N. The method of any of paragraphs K-M wherein the change in level leads to an increase in the Shannon index of at least 20%.

Each of the references cited herein is incorporated by reference herein in its entirety, or in relevant passage, as would be apparent from the context of its citation. The disclosed subject matter has been described with reference to various specific examples and techniques. It should be understood, however, that many variations and modifications may be made while remaining within the spirit and scope of the disclosed subject matter.

Claims

1. A method of selectively increasing microbial diversity of the skin microbiota of amenable skin comprising selecting a rinse-off multi-phase skin improvement composition comprising a cleansing phase comprising an anti-microbial compound, and a lathering biocompatible surfactant; and a benefit phase comprising a benefit agent comprising a lipid; and administering an effective amount of the multi-phase skin improvement composition, thereby selectively increasing the microbial diversity of the skin microbiota compared to the microbial diversity of the skin microbiota prior to administration of the multi-phase skin improvement composition.

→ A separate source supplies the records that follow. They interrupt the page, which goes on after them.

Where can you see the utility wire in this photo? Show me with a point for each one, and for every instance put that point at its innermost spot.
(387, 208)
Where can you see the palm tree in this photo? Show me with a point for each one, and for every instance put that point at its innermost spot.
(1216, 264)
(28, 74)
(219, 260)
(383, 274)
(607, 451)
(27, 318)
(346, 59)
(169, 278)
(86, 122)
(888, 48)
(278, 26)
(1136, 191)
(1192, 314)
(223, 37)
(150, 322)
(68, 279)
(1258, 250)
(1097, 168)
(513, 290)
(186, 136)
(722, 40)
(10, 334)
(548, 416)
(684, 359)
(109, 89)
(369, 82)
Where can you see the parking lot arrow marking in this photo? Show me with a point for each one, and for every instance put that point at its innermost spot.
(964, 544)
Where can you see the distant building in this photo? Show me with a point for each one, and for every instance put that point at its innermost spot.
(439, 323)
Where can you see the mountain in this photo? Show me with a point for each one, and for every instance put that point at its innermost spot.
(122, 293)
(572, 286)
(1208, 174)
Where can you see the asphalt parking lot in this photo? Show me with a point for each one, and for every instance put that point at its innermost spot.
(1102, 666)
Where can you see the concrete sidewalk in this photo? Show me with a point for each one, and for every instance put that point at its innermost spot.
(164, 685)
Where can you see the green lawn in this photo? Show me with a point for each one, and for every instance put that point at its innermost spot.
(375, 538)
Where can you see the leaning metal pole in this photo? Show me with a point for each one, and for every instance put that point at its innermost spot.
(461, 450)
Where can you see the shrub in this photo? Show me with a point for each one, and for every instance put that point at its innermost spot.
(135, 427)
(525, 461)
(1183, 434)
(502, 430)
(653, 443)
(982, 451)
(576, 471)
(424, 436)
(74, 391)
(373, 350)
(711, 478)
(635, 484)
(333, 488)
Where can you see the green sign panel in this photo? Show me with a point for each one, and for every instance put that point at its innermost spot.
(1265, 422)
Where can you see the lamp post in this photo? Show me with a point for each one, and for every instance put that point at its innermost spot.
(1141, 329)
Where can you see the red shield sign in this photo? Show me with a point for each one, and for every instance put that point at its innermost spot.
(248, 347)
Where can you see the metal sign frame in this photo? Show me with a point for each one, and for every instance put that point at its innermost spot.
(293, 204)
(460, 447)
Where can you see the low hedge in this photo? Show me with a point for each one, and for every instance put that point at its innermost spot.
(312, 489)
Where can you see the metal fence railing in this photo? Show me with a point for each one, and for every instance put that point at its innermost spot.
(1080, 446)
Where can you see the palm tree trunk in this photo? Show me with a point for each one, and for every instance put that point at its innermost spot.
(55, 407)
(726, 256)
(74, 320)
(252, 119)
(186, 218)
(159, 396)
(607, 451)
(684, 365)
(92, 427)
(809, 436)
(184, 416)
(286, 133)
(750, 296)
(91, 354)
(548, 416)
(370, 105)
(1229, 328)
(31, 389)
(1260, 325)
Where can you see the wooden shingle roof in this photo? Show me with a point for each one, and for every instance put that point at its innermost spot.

2. The method of claim 15 wherein the zinc compound is zinc monoglycerolate or a zinc ionophore.

3. The method of claim 15 wherein the zinc compound is zinc pyrithione.

4. The method of claim 15 wherein 0.1-2.0 μg of the zinc compound is administered per cm2 of skin.

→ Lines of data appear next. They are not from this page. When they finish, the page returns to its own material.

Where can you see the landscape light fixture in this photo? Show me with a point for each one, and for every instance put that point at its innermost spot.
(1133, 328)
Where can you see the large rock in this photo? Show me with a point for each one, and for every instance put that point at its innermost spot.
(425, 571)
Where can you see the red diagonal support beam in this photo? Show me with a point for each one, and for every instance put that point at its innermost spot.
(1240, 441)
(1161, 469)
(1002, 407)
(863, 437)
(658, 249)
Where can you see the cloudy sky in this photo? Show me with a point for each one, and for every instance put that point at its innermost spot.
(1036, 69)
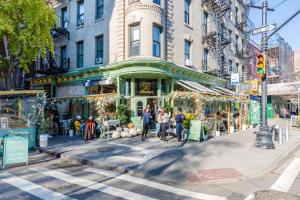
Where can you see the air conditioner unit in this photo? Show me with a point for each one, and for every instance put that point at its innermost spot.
(80, 22)
(99, 60)
(188, 62)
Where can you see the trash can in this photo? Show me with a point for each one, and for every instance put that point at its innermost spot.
(276, 133)
(44, 140)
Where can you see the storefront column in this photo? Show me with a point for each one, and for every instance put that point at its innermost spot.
(53, 88)
(86, 104)
(228, 116)
(172, 84)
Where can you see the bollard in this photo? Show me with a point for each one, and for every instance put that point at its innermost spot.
(280, 136)
(276, 132)
(286, 133)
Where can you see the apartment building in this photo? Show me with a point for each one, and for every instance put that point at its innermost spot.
(127, 46)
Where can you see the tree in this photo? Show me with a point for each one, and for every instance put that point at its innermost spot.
(25, 32)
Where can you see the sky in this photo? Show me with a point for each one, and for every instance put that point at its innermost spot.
(291, 31)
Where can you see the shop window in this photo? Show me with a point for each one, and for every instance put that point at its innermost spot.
(156, 41)
(187, 4)
(80, 13)
(99, 9)
(146, 87)
(135, 40)
(127, 91)
(139, 108)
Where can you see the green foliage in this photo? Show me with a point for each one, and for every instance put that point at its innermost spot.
(25, 32)
(187, 120)
(123, 113)
(298, 121)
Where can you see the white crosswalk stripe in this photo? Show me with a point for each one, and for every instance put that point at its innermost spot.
(32, 188)
(155, 185)
(287, 178)
(92, 185)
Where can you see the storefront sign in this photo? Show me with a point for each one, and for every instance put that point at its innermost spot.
(196, 130)
(15, 150)
(235, 79)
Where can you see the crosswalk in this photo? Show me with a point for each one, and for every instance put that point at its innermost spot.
(116, 191)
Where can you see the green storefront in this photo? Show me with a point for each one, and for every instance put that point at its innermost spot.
(135, 83)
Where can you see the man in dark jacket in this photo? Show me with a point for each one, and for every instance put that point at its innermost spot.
(146, 122)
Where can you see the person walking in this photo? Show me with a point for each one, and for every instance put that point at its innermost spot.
(179, 118)
(164, 117)
(89, 129)
(146, 123)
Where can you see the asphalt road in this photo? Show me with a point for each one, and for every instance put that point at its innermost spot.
(51, 178)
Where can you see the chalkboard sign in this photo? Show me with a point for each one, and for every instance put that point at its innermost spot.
(138, 123)
(15, 150)
(196, 130)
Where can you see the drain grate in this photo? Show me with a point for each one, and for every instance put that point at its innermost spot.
(105, 149)
(62, 164)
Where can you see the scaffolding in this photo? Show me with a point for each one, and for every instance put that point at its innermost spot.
(217, 40)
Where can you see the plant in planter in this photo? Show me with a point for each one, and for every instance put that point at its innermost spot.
(123, 114)
(71, 127)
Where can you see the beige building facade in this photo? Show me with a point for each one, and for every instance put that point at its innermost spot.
(182, 25)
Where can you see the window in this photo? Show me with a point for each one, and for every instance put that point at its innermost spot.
(156, 41)
(236, 15)
(205, 22)
(230, 66)
(99, 49)
(63, 57)
(80, 13)
(205, 59)
(156, 2)
(187, 4)
(79, 54)
(187, 48)
(135, 40)
(236, 43)
(99, 9)
(64, 18)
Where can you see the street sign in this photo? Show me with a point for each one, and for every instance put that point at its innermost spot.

5. The method of claim 4 wherein the zinc compound is administered as a body wash for at least four weeks.

6. The method of claim 1 wherein the biocompatible surfactant is a non-ionic surfactant or an anionic surfactant.

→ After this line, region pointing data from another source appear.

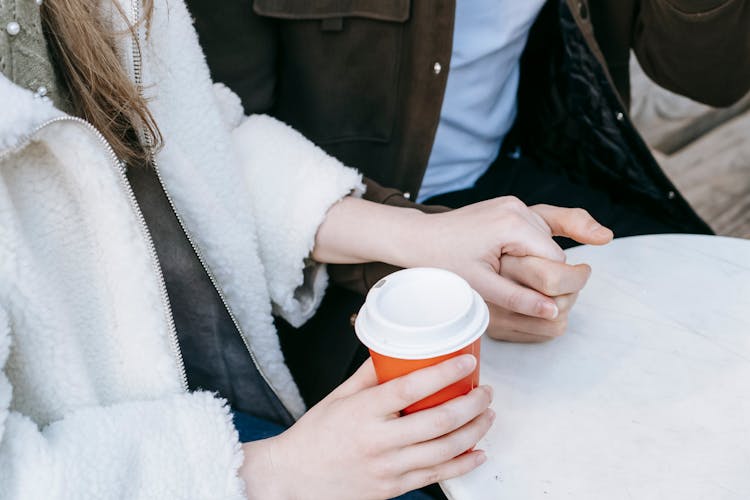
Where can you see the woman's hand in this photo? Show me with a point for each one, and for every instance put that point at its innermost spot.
(472, 242)
(354, 444)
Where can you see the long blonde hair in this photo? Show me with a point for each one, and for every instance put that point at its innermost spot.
(99, 87)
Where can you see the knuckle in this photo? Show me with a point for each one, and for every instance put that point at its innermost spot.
(513, 203)
(390, 489)
(560, 328)
(383, 470)
(581, 213)
(445, 419)
(432, 476)
(550, 283)
(405, 391)
(516, 301)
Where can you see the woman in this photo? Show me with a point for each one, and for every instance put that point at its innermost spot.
(165, 209)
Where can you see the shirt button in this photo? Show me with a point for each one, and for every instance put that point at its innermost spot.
(13, 28)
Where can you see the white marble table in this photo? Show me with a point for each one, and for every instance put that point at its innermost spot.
(648, 394)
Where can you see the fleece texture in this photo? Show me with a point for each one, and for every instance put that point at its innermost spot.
(92, 404)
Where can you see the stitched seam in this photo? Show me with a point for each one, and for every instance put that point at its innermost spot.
(709, 12)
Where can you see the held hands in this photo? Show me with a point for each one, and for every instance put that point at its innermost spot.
(505, 250)
(353, 444)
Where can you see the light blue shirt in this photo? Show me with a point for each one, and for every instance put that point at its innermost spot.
(479, 106)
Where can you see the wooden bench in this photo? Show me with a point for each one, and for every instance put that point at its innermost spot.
(705, 151)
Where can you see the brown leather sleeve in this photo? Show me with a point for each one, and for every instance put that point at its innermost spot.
(360, 277)
(697, 48)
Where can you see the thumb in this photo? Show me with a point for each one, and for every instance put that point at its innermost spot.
(363, 378)
(574, 223)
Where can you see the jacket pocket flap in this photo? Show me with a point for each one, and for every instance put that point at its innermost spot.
(382, 10)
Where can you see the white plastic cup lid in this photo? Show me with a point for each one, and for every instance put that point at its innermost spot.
(421, 313)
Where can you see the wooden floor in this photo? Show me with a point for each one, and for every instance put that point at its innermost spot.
(705, 151)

7. The method of claim 6 wherein the anionic surfactant is sodium laureth(n) sulfate, where n is from 1 to 3.

8. The method of claim 1 wherein the lipid is petrolatum, glyceryl monooleate, glycerin, ceramide, cholesterol, a fatty acid, a triglyceride, a phospholipid, or any combination thereof.

9. The method of claim 1 wherein the lipid composition is petrolatum or a mixture of petrolatum and glyceryl monooleate.

10. The method of claim 1 wherein 20-200 μg lipid is administered per cm2 skin.

11. The method of claim 1 wherein the microbial diversity of the skin microbiota is increased relative to the microbial diversity of the skin prior to administration of the multi-phase skin improvement composition, by selectively decreasing the skin level of Staphylococcus relative to its level prior to administration of the multi-phase skin improvement composition.

12. The method of claim 11 wherein the Staphylococcus is Staphylococcus aureus or Staphylococcus epidermidis.

13. The method of claim 1 wherein the microbial diversity of the skin microbiota is increased, relative to the microbial diversity of the skin microbiota prior to administration of the multi-phase skin improvement composition, by selectively increasing the level on the skin of at least one of Propionibacterium, Corynebacterium or Streptococcus, relative to its level prior to administration of the multi-phase skin improvement composition.

14. The method of claim 13 wherein the change in level leads to an increase in the Shannon index of at least 20%.

15. The method of claim 1, wherein the anti-microbial compound comprises a zinc-containing compound; carvacrol; helional; menadione; symclairol; alizarin; bardic 2250; chlorhexidine-digluconate; chlorohexenol; 4-isopropyl-3-methylphenol; octopirox, 2-methoxy-1,4-naphthoquinone; 5-hydroxy-1,4-naphthoquinone; 1,2-dodecanediol; phloretin; quercetin hydrate; propyl gallate; methyl 3,4,5-trihydroxybenzoate; octyl gallate; lauryl gallate; ellagic acid tree bark; cinnamic aldehyde; geraniol; thymol; hinokitiol; chrysin; or a combination thereof.

16. A method for selectively increasing the diversity of skin microbiota of a subject with an amenable skin condition, comprising selecting a rinse-off multi-phase skin improvement composition which selectively targets Staphylococcus, wherein the multi-phase skin improvement composition comprises a cleansing phase comprising a surfactant and zinc pyrithione; and a benefit phase comprising a benefit agent.

17. The method of claim 16 wherein 0.1-2.0 μg zinc pyrithione is administered per cm2 of skin.